The MODUS software, with its user-configurable interface, provides a platform for the creation of programs, either by teach mode or from a CAD model imported via the usual graphical exchange formats, or directly from CATIA, Siemens NX, Parasolid, PTC Creo or SolidWorks. Wizards in the Windows programming environment employing conversational, graphical and drag-and-drop methodologies give access to a range of macros and standard scanning routines, such as helical, circular and sweep, to ensure best-practice metrology without the need for specialist programming skills. The native DMIS program, with drawing geometry, dimensions and tolerance data embedded, can be simulated offline to check for potential collisions before the inspection cycle is run on the SCANtek 5.
A wealth of textual and graphical reporting functionality is offered, including multi-part inspection for series production and real-time reporting during program execution.
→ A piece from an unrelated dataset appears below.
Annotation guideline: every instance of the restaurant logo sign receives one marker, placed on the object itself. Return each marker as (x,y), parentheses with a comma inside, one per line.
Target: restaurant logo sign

Data exchange to third party applications such as Excel, XML or SQL is provided, as well as to Q-DAS for statistical process control.
A SCANtek 5 is available in LK's Castle Donington technology centre for customer demonstrations. Two recently completed tests involved comparisons between the 5-axis and 3-axis scanning of a cylinder head and an aero engine blisk. In the former automotive application, 12 valve seats and guides were inspected in 3 minutes 42 seconds, instead of 29 minutes 13 seconds, an increase in throughput of nearly seven times. In the case of the blisk comprising 29 blades, nine sectional, eight longitudinal and two root profile scans per blade were completed, plus one annulus profile scan, in a total of 2 hours 10 minutes, compared with 22 hours 11 minutes using 3-axis scanning – a 922% productivity improvement.